Emanuele Andreozzi e Silvestro Franchini aprono una nuova via alla Cima Busazza in onore di Tomas Franchini

Dopo il caos delle feste natalizie, a gennaio ho sempre un periodo di stacco. È sempre stato per me un periodo di arrampicate e quindi di piacevoli ricordi; l'anno scorso, ad esempio, sono partito per la Patagonia, mentre il 19 gennaio di 13 anni fa ero impegnato con mio fratello su Lisa dagli occhi blu al Crozzon di Brenta. Dopo la nostra ripetizione, questo capolavoro del 1997 firmato Roberto Parolari e Maurizio Piccoli è diventato una via invernale classica.
Anche quest'anno ho qualche giorno libero, e Emanuele Andreozzi mi propone una giornata in montagna. La cima della Busazza è una delle mie preferite. Ho percorso un paio di volte la sua cresta e due volte mi sono avventurato sulla sua parete nord.
Può essere una parete da sogno, ma per me e per mio fratello è stata anche una parete da incubo. Nel 2010, da qui, l'ho visto volare; per poco ci ha lasciato la pelle sotto i miei occhi. Due anni dopo siamo ritornati, aprendo una via bellissima; per l'appunto, l'abbiamo chiamata Sogni ed incubi.
La notte prima della partenza non chiudo occhio; troppi sono i dubbi sulla salita che dobbiamo compiere. Penso che questa parete ci possa portare sfortuna. Rivedo più volte mio fratello cadere. Ultimamente penso sempre che possa accadere il peggio.
Sono preoccupato anche per l'avvicinamento; sarà lungo e dovremo battere la traccia?

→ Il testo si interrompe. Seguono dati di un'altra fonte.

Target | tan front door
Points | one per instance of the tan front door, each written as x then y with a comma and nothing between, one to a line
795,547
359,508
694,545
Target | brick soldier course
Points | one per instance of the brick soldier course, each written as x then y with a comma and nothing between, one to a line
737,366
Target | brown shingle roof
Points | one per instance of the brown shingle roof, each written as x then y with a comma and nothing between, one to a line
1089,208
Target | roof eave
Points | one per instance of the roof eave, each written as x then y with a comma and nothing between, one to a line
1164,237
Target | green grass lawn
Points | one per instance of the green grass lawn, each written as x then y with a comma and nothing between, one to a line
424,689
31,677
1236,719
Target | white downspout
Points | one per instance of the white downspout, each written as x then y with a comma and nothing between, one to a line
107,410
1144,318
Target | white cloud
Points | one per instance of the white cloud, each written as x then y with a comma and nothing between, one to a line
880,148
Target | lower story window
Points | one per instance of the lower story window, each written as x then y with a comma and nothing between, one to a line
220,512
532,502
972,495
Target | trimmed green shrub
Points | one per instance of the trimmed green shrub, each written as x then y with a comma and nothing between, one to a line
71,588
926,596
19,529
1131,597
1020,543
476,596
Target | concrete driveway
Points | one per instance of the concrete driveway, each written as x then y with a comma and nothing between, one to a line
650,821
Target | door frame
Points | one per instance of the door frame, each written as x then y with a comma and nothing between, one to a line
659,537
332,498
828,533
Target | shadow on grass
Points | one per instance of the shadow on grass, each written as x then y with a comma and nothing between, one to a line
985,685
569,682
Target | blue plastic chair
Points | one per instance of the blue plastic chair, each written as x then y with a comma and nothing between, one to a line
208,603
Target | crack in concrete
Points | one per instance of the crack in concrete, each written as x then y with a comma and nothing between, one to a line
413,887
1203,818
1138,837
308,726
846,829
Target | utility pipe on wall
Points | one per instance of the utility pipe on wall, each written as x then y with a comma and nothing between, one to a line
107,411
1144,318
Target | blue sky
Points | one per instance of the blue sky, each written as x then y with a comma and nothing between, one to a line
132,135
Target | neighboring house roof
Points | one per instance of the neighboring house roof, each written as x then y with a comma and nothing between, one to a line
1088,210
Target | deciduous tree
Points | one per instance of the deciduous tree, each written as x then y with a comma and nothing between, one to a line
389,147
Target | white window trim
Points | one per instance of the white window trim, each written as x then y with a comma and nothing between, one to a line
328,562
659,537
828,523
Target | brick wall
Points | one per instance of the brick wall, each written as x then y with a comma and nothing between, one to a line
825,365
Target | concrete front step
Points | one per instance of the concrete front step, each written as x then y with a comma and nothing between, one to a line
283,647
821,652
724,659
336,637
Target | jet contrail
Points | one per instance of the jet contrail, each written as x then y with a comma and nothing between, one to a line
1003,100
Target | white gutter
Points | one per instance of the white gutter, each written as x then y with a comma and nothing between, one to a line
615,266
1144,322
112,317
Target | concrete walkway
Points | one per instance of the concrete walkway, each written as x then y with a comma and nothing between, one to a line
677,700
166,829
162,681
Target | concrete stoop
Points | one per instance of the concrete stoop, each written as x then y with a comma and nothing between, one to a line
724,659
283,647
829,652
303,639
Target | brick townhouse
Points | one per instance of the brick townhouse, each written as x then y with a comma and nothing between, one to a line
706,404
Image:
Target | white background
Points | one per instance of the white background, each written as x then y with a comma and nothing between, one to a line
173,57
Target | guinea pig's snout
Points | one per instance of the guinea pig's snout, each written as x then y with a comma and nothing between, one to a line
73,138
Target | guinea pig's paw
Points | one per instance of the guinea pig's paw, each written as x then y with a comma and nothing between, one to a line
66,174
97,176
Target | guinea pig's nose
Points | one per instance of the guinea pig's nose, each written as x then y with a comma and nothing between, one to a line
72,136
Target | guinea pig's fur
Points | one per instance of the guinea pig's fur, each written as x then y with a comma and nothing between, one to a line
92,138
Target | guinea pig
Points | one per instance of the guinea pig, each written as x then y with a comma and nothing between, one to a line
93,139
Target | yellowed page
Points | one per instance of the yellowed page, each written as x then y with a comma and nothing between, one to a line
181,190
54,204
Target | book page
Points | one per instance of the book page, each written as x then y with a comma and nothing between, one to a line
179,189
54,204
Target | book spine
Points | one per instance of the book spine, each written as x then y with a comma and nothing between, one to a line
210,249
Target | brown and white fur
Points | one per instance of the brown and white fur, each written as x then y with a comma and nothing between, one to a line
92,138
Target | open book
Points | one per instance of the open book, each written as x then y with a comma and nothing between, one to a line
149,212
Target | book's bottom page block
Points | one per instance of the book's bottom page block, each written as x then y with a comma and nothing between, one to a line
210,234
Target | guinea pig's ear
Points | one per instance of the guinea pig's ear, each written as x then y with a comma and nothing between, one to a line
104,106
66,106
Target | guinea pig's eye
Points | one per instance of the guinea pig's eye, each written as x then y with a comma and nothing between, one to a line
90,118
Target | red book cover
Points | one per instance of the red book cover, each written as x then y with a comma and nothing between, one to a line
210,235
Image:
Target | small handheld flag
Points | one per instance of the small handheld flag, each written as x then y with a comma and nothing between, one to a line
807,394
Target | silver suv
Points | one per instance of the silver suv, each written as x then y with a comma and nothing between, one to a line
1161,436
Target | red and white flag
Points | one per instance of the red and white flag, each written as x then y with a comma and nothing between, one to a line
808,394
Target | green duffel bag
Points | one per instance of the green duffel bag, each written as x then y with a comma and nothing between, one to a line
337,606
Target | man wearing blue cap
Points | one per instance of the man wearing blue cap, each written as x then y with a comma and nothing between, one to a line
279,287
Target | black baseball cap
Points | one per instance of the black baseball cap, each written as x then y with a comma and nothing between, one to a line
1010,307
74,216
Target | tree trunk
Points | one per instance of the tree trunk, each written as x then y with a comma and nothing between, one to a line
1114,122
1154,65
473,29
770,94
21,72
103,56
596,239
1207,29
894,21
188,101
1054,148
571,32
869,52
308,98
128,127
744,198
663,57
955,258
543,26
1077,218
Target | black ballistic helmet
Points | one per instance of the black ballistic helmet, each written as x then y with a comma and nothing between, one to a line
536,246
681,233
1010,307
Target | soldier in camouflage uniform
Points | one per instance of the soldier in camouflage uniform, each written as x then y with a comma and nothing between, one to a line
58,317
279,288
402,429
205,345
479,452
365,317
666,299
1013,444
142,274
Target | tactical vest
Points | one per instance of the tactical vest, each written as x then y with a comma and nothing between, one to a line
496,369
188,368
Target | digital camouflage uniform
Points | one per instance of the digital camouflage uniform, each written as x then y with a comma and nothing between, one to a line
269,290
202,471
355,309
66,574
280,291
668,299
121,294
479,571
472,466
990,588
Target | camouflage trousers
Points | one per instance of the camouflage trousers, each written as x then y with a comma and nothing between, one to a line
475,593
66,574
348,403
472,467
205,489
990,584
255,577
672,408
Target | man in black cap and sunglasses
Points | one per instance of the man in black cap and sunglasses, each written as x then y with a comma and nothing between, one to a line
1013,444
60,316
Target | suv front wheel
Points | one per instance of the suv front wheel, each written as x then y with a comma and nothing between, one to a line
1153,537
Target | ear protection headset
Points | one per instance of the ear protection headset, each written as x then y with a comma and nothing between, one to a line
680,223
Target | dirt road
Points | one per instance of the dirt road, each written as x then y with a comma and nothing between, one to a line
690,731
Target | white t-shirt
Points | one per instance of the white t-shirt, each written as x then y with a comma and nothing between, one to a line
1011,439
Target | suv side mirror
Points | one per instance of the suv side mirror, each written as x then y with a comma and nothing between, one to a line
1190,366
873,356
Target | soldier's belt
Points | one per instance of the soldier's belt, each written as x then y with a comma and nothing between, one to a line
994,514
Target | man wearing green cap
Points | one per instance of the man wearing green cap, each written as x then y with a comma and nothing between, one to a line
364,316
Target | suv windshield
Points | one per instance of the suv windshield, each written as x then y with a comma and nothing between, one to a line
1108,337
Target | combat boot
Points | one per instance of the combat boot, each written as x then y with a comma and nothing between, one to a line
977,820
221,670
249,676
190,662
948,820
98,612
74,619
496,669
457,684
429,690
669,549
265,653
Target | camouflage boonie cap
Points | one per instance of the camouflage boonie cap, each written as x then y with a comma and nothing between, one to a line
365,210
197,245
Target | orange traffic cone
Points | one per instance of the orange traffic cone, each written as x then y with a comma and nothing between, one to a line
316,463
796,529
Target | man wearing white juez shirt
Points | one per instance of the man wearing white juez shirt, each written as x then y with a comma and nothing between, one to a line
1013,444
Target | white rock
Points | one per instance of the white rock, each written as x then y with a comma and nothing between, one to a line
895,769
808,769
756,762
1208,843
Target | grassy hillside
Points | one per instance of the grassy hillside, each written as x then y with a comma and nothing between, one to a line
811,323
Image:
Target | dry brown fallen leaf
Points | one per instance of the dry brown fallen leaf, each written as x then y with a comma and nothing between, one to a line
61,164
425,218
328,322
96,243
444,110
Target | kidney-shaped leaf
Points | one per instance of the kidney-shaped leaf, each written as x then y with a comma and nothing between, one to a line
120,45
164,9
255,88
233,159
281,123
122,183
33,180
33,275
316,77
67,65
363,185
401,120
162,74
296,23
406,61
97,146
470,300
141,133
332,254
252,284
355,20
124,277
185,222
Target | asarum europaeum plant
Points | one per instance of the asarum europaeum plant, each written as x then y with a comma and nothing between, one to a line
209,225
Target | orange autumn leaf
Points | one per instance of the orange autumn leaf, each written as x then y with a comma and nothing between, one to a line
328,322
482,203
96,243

Quanta neve avrà fatto? Sarà pericoloso per le valanghe? Ci sarà abbastanza neve per sciare in discesa? Mi ripeto che cercherò di stare attento in tutte le fasi della scalata. Ho fiducia nel mio compagno di scalata: è anche un mio amico, una persona che stimo molto, uno specialista di questo tipo di scalata. Anche lui sa cosa vuol dire farsi male e quindi affronta la montagna con rispetto.
Alle 4:45 partiamo dal parcheggio. Mi ritornano in mente tutte e due le volte che ho approcciato questa parete. Con Tomas avevamo bivaccato all'alveo Presena, a lui piacevano molto i bivacchi. Eravamo stati senza sci e mi ricordo che mi incazzavo perché lui non sprofondava mentre io sì. Molte volte sembrava potesse veramente volare. Mi manca; scalare con lui era davvero diverso rispetto a scalare con qualsiasi altro compagno. Era molto forte, ma avevamo soprattutto una confidenza che non si può avere se non si è nati e cresciuti assieme.
Attacchiamo la parete e mi godo la scalata. Mi trovo benissimo con Emanuele, tutto fila liscio. Usiamo una serie di friends dalla misura 0,3 alla misura 2 e una serie di microfriends per proteggerci sui passaggi. Lascio solo due chiodi di passaggio sulla nostra nuova linea. Anche in discesa tutto fila liscio e raggiungiamo la macchina 11 ore dopo averla lasciata.
Avevo conosciuto Emanuele grazie a Tomas; stavamo programmando un viaggio in Pakistan insieme. Avevamo come obiettivo l'inviolata parete nord del Trivor Sar, una cima di 7000 metri. Per colpa del Covid, il nostro viaggio è stato annullato. Non riusciremo mai più a farlo assieme.
Decidiamo senza alcun dubbio come si dovrà chiamare la nuova via: Tomas. Sicuramente si trova nel posto giusto, e gli alpinisti che la ripercorreranno penseranno sicuramente un attimo a lui. La sua anima ritornerà su quella parete; penso che a lui faccia piacere.
È da molto tempo che non aprivo una via nuova, anche perché a me piace ripetere le vie esistenti. A Tomas, invece, piaceva molto esplorare terreno nuovo. Ora capisco che ho uno stimolo nuovo: mi piacerebbe lasciare anche su altre pareti il suo nome, visto che purtroppo non può più farlo lui.